Mobile has been without an official fire chief for more than two years and there has been no recent discussion about promoting the man currently doing the job.
Mayor Sandy Stimpson initially appointed Randy Smith in November 2013 to helm the department, but rescinded the appointment in September 2014. Smith was never confirmed by the Mobile City Council.
Since the change of course, Assistant Chief Billy Pappas has assumed responsibility for leading the department. Pappas’ name has never appeared on the council agenda.
Council President Gina Gregory said placement of Pappas’ name on the agenda would be up to Stimpson.
“It has not been placed on our agenda,” Gregory wrote in an email. “It would be something the mayor would do.”
Stimpson commended Pappas and other Mobile Fire-Rescue Department leaders during last week’s State of the City address, but before Tuesday’s council meeting said Pappas would not be nominated for confirmation.
“I’ve chosen not to put him up because I don’t know if the votes are there,” Stimpson said.
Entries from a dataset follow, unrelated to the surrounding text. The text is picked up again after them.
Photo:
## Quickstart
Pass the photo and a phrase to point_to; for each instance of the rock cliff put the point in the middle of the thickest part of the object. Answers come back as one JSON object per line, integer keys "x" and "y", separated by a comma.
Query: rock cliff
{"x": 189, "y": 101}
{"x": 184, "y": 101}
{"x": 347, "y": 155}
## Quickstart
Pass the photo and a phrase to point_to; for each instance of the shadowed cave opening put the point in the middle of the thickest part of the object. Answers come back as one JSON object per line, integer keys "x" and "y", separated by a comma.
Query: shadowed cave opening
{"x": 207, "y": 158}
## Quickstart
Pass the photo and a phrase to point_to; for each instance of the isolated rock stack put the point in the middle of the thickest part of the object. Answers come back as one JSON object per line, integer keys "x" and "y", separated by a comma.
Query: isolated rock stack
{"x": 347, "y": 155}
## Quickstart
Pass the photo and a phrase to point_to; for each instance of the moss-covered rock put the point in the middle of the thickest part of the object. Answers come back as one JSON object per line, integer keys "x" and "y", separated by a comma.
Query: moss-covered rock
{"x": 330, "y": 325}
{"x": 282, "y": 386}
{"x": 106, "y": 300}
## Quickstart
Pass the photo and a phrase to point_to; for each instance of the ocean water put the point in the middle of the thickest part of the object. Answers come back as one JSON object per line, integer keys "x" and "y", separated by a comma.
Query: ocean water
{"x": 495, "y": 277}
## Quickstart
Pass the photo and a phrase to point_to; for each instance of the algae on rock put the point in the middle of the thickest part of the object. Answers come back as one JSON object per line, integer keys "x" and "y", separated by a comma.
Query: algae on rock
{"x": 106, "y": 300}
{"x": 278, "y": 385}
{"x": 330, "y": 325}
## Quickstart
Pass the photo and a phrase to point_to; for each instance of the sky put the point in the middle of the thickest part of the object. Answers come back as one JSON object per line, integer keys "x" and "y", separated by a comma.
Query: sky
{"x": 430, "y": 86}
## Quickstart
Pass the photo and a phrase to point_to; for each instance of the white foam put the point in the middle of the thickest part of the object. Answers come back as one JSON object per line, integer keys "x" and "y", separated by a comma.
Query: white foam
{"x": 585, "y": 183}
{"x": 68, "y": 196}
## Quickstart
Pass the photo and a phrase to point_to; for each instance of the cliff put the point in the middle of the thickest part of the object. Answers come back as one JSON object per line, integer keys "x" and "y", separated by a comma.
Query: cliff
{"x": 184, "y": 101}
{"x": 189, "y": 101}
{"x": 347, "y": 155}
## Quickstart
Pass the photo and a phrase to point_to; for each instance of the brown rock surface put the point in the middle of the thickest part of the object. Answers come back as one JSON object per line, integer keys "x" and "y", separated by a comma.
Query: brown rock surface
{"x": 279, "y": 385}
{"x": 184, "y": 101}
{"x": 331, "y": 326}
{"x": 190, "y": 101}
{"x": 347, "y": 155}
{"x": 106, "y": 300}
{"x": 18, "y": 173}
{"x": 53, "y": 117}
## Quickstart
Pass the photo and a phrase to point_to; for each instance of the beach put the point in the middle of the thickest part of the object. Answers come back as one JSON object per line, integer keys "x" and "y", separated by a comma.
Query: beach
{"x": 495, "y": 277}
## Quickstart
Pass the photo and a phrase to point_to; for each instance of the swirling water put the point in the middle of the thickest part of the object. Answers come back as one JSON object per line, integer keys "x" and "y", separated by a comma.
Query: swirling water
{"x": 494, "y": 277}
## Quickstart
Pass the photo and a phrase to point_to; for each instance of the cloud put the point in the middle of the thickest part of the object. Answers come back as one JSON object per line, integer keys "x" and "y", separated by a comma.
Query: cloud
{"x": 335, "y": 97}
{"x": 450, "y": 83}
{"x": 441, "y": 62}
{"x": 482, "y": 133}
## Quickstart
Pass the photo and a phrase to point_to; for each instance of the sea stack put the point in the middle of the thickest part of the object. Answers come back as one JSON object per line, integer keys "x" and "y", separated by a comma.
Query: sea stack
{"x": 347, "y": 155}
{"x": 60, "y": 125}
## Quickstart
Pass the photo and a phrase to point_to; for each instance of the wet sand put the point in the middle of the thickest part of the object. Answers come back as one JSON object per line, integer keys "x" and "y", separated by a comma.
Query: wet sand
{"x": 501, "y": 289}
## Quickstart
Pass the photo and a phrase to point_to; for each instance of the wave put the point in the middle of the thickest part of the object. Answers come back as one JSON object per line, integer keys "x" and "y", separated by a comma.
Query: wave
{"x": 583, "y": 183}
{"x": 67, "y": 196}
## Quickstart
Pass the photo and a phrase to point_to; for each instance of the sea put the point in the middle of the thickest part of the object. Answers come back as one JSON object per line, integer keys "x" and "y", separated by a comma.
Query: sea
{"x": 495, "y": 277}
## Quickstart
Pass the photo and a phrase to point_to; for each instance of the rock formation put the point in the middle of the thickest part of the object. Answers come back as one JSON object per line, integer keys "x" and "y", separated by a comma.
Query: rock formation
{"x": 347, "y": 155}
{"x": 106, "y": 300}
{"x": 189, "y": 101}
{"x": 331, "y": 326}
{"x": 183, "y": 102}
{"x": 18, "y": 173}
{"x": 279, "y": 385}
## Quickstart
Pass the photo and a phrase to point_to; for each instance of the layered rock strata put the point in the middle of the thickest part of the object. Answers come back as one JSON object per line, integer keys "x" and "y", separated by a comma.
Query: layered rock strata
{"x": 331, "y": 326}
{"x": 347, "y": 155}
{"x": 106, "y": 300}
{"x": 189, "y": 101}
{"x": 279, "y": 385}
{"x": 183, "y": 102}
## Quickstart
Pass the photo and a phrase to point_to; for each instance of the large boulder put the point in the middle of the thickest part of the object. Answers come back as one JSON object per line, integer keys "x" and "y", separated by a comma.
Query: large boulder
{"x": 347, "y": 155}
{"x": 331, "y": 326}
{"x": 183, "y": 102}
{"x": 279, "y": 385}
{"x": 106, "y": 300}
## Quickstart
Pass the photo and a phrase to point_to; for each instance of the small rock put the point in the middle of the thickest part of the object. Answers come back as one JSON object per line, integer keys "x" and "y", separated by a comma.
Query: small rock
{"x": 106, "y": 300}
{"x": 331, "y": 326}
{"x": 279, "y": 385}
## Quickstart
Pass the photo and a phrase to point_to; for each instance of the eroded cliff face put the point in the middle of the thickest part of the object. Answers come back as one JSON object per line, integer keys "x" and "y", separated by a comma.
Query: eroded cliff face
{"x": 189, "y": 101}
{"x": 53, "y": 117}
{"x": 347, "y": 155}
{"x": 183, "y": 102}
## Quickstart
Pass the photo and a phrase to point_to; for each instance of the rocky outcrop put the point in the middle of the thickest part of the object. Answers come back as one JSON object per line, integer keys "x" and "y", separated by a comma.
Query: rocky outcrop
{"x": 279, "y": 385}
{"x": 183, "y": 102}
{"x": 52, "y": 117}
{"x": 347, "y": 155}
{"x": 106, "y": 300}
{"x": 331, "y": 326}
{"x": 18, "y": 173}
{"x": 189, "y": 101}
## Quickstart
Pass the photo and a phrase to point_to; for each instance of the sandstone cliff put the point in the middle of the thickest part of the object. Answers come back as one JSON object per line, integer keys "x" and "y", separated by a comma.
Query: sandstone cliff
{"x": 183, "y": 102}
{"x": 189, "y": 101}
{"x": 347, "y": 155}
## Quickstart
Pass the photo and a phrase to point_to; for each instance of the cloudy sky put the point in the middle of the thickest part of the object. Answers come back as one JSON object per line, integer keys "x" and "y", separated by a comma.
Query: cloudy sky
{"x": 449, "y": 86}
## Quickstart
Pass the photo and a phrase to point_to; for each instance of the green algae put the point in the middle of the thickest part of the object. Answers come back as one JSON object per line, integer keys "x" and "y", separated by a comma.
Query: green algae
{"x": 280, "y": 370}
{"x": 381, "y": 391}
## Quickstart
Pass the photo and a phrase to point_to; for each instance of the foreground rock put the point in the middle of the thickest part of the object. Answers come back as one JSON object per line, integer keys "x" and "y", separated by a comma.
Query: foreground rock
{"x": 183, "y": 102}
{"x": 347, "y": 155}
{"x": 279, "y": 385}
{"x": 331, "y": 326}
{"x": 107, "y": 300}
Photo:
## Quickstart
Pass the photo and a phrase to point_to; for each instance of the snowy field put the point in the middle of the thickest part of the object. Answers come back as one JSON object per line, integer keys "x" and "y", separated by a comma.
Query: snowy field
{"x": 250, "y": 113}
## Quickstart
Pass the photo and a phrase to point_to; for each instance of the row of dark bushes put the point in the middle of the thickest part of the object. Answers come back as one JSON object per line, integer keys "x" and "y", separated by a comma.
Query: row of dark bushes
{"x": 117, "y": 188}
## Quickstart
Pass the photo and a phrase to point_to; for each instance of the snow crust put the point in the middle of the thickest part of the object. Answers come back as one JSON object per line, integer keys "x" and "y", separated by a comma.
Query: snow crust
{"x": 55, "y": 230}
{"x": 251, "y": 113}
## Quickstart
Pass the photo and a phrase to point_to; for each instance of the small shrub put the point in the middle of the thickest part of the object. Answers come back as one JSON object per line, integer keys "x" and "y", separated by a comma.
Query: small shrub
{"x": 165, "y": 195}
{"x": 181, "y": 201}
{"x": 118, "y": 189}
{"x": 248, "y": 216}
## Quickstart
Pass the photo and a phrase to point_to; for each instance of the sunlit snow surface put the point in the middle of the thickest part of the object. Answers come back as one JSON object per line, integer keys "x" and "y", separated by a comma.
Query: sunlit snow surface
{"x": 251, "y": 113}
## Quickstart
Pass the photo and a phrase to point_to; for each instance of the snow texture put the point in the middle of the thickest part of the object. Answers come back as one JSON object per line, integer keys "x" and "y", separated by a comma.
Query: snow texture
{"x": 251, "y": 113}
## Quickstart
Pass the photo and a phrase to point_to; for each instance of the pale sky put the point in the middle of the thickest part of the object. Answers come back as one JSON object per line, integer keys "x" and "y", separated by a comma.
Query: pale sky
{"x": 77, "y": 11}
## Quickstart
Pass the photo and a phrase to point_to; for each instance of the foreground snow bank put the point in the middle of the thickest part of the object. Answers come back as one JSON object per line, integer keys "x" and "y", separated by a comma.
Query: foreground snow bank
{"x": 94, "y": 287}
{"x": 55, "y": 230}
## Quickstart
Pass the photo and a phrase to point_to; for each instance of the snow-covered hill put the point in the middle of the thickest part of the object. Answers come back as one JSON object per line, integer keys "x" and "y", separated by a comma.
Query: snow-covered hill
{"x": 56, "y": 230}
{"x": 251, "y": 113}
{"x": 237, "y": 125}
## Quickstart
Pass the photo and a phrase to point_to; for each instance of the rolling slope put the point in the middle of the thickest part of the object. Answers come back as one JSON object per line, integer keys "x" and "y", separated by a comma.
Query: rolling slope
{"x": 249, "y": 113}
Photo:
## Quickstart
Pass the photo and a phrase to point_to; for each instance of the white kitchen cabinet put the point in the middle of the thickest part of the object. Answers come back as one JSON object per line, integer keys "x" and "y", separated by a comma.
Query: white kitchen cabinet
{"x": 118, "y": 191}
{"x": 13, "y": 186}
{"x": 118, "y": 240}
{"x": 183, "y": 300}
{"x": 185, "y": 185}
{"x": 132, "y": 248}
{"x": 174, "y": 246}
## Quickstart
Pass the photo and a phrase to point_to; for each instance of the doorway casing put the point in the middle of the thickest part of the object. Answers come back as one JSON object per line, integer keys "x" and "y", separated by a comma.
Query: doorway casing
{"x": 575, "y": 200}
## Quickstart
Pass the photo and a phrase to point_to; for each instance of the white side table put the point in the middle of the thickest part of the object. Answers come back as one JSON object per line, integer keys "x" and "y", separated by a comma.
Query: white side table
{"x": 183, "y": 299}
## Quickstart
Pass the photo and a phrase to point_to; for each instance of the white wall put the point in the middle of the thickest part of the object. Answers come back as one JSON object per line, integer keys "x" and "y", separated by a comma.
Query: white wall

Councilwoman Bess Rich, chairwoman of the council’s Public Safety Committee, said she would support Pappas if he moved to Mobile. City spokesman George Talbot confirmed Pappas lives on the Eastern Shore.
Rich said having an acting chief is not the same as having a confirmed chief.
“I believe the criteria of having the safest city includes the fire department,” she said, apparently taking a dig at one of Stimpson’s campaign priorities.
Councilman Fred Richardson said he has “no problem” with Pappas, but said he wouldn’t discuss confirming the assistant chief or anyone else until the name appeared on a council agenda.
“I’ll have to evaluate it once he puts his name up there,” Richardson said, referring to the mayor. “I’m not saying anything until then.”
Richardson also said he was unsure why the position has remained vacant for so long.
“Only the mayor knows why he has not recommended a chief,” he said. “The administration will act. I think he knows why he left this position vacant.”
Councilman John Williams said he doesn’t care one way or the other if a chief is in place, as long as the department is running smoothly. He added Pappas has done an admirable job in the interim.
“I have never opposed any of the mayor’s appointments,” Williams said. “I don’t foresee that happening now.”
But according to local firefighter union president Dewayne Patrick, the situation is unfair to Pappas, who is doing the job as chief without the pay increase that would accompany a promotion.
“It’s not fair to him to take the responsibility of the role and not be compensated,” Patrick said. As assistant chief, Pappas earns a salary of more than $106,000 per year.
But Patrick said Stimpson’s delay is hurting morale around the department.
“We need someone in that position to run the department,” he said. “We need a head figure. If you’re not going to fill the position, get rid of it.”
There was speculation by at least one councilor back in the summer of 2014 that Smith didn’t have the support needed to gain confirmation through a City Council vote. At the time, Williams called that a “shame” because Smith was “immensely qualified.”
Smith filed a suit against the city claiming reverse discrimination in 2006. Richardson was subpoenaed to testify as part of the lawsuit before it was settled.